While the findings underscore the challenges of tackling complex diseases, they also offer scientists new terrain to unearth better treatments.
The new insight is the product of Encode, or Encyclopedia of DNA Elements, a vast, multiyear project that aims to pin down the workings of the human genome in unprecedented detail.
Encode succeeded the Human Genome Project, which identified the 20,000 genes that underpin the blueprint of human biology. But scientists discovered that those 20,000 genes constituted less than 2% of the human genome. The task of Encode was to explore the remaining 98%—the so-called junk DNA—that lies between those genes and was thought to be a biological desert.
That desert, it turns out, is teeming with action. Almost 80% of the genome is biochemically active, a finding that surprised scientists.

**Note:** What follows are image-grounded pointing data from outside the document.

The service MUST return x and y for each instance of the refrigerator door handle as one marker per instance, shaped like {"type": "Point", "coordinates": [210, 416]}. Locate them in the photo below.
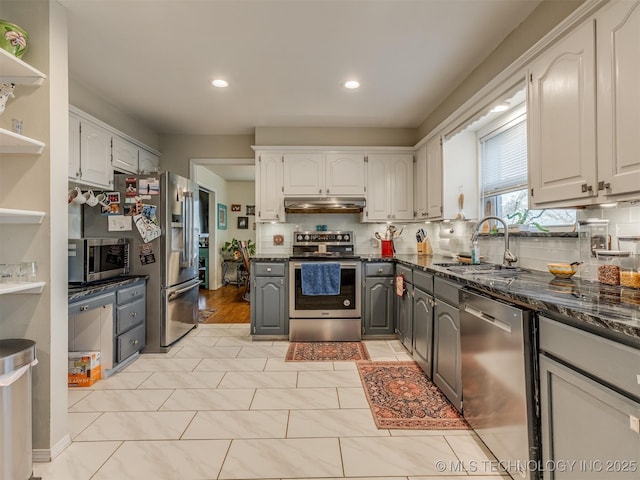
{"type": "Point", "coordinates": [187, 225]}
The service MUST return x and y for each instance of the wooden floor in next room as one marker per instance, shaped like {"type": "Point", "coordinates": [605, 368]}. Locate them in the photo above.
{"type": "Point", "coordinates": [228, 303]}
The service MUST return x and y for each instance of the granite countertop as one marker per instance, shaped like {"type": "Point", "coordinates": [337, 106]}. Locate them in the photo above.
{"type": "Point", "coordinates": [79, 291]}
{"type": "Point", "coordinates": [604, 309]}
{"type": "Point", "coordinates": [270, 257]}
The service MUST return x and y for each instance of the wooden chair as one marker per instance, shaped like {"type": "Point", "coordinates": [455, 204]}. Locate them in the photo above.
{"type": "Point", "coordinates": [245, 260]}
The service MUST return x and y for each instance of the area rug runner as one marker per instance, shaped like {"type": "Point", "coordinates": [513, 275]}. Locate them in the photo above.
{"type": "Point", "coordinates": [205, 313]}
{"type": "Point", "coordinates": [401, 396]}
{"type": "Point", "coordinates": [326, 351]}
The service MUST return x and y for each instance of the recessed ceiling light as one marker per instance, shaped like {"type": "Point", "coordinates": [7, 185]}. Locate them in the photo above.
{"type": "Point", "coordinates": [503, 107]}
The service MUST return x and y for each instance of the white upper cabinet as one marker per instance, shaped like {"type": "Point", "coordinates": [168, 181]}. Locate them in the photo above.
{"type": "Point", "coordinates": [389, 186]}
{"type": "Point", "coordinates": [344, 174]}
{"type": "Point", "coordinates": [427, 181]}
{"type": "Point", "coordinates": [562, 121]}
{"type": "Point", "coordinates": [618, 44]}
{"type": "Point", "coordinates": [420, 183]}
{"type": "Point", "coordinates": [434, 178]}
{"type": "Point", "coordinates": [89, 153]}
{"type": "Point", "coordinates": [303, 174]}
{"type": "Point", "coordinates": [316, 174]}
{"type": "Point", "coordinates": [124, 156]}
{"type": "Point", "coordinates": [148, 162]}
{"type": "Point", "coordinates": [270, 200]}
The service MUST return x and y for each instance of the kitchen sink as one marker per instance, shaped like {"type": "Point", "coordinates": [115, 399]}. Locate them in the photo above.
{"type": "Point", "coordinates": [482, 269]}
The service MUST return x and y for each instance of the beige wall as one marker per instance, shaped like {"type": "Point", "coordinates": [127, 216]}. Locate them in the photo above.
{"type": "Point", "coordinates": [177, 150]}
{"type": "Point", "coordinates": [39, 182]}
{"type": "Point", "coordinates": [243, 193]}
{"type": "Point", "coordinates": [310, 136]}
{"type": "Point", "coordinates": [94, 104]}
{"type": "Point", "coordinates": [546, 16]}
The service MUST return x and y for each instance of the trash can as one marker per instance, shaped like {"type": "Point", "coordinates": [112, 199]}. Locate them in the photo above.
{"type": "Point", "coordinates": [17, 356]}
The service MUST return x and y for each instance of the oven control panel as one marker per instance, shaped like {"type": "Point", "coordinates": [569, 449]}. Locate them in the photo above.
{"type": "Point", "coordinates": [323, 237]}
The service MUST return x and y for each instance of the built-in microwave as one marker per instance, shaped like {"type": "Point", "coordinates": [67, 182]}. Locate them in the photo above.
{"type": "Point", "coordinates": [93, 259]}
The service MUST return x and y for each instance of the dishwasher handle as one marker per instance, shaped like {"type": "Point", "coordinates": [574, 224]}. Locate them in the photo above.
{"type": "Point", "coordinates": [487, 318]}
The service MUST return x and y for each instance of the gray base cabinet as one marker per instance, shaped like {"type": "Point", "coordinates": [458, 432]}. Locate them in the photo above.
{"type": "Point", "coordinates": [447, 357]}
{"type": "Point", "coordinates": [423, 329]}
{"type": "Point", "coordinates": [405, 317]}
{"type": "Point", "coordinates": [269, 312]}
{"type": "Point", "coordinates": [447, 366]}
{"type": "Point", "coordinates": [589, 405]}
{"type": "Point", "coordinates": [378, 306]}
{"type": "Point", "coordinates": [130, 320]}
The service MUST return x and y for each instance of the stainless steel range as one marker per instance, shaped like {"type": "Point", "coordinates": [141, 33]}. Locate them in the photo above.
{"type": "Point", "coordinates": [317, 314]}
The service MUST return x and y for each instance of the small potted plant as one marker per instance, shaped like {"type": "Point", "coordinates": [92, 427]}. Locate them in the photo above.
{"type": "Point", "coordinates": [232, 251]}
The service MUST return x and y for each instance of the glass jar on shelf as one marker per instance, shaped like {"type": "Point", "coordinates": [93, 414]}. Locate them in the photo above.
{"type": "Point", "coordinates": [593, 234]}
{"type": "Point", "coordinates": [630, 266]}
{"type": "Point", "coordinates": [609, 265]}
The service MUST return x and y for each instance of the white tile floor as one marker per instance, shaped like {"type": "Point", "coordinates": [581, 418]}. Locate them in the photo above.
{"type": "Point", "coordinates": [219, 406]}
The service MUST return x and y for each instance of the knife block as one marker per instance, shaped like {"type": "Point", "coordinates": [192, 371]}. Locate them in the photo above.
{"type": "Point", "coordinates": [424, 247]}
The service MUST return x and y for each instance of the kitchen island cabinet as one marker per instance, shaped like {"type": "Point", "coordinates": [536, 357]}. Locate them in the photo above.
{"type": "Point", "coordinates": [269, 310]}
{"type": "Point", "coordinates": [590, 404]}
{"type": "Point", "coordinates": [379, 299]}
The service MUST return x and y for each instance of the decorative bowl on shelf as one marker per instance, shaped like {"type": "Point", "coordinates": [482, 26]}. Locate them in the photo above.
{"type": "Point", "coordinates": [13, 39]}
{"type": "Point", "coordinates": [562, 270]}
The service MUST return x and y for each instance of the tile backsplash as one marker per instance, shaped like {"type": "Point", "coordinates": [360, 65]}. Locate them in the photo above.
{"type": "Point", "coordinates": [532, 252]}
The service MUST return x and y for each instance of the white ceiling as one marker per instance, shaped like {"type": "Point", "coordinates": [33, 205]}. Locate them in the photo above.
{"type": "Point", "coordinates": [285, 60]}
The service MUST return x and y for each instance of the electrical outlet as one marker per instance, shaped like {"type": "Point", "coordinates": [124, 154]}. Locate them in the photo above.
{"type": "Point", "coordinates": [634, 423]}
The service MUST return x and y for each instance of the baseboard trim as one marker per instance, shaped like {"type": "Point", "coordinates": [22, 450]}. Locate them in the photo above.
{"type": "Point", "coordinates": [42, 455]}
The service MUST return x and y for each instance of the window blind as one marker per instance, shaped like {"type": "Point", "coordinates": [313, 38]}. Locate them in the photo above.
{"type": "Point", "coordinates": [504, 159]}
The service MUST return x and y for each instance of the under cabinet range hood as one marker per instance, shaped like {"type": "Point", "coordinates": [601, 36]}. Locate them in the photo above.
{"type": "Point", "coordinates": [324, 205]}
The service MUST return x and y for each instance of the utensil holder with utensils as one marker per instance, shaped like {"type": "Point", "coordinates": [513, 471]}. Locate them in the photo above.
{"type": "Point", "coordinates": [424, 247]}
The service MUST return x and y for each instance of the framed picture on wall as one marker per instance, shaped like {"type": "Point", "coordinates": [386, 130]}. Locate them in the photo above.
{"type": "Point", "coordinates": [222, 217]}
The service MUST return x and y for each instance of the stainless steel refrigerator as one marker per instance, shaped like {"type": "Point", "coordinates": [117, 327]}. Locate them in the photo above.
{"type": "Point", "coordinates": [167, 205]}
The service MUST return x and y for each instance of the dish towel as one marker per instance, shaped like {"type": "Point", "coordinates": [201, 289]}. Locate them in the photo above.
{"type": "Point", "coordinates": [320, 278]}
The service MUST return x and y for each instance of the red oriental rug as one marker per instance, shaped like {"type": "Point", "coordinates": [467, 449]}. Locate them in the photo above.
{"type": "Point", "coordinates": [401, 396]}
{"type": "Point", "coordinates": [326, 351]}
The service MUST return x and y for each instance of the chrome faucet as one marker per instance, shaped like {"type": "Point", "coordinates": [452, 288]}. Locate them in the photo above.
{"type": "Point", "coordinates": [508, 257]}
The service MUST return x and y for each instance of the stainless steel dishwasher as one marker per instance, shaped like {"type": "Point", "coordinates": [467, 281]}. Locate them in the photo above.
{"type": "Point", "coordinates": [500, 380]}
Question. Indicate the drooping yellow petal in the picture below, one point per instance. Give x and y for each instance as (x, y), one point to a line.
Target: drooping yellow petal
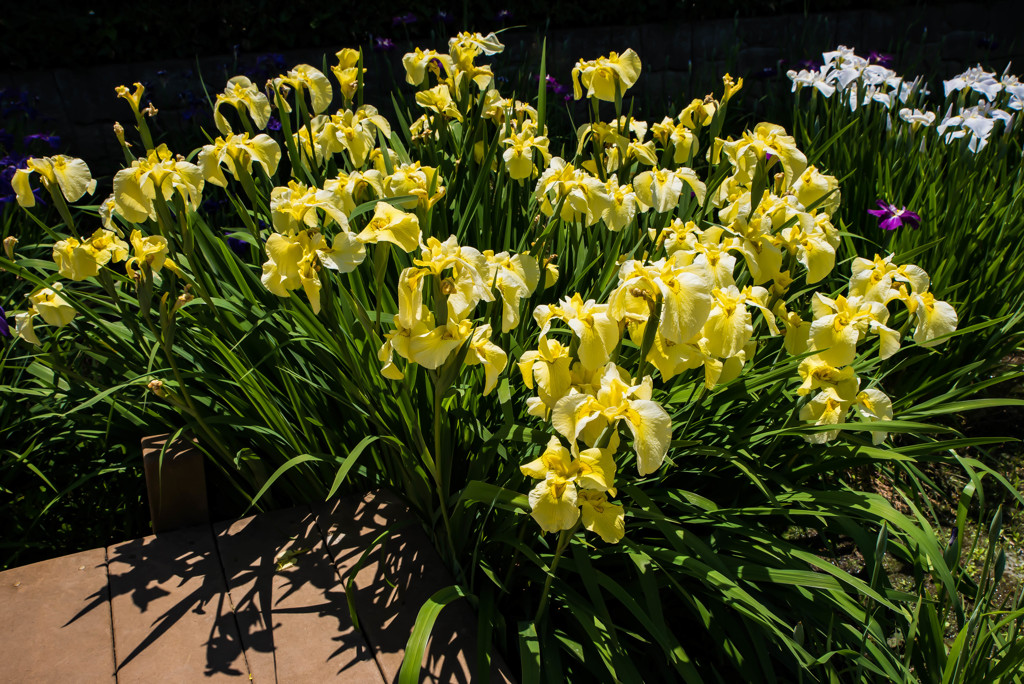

In addition, large stretches of DNA that appeared to serve no functional purpose in fact contain about 400,000 regulators, known as enhancers, that help activate or silence genes, even though they sit far from the genes themselves.
The discovery “is like a huge set of floodlights being switched on” to illuminate the darkest reaches of the genetic code, said Ewan Birney of the European Bioinformatics Institute in the U.K., lead analysis coordinator for the Encode results.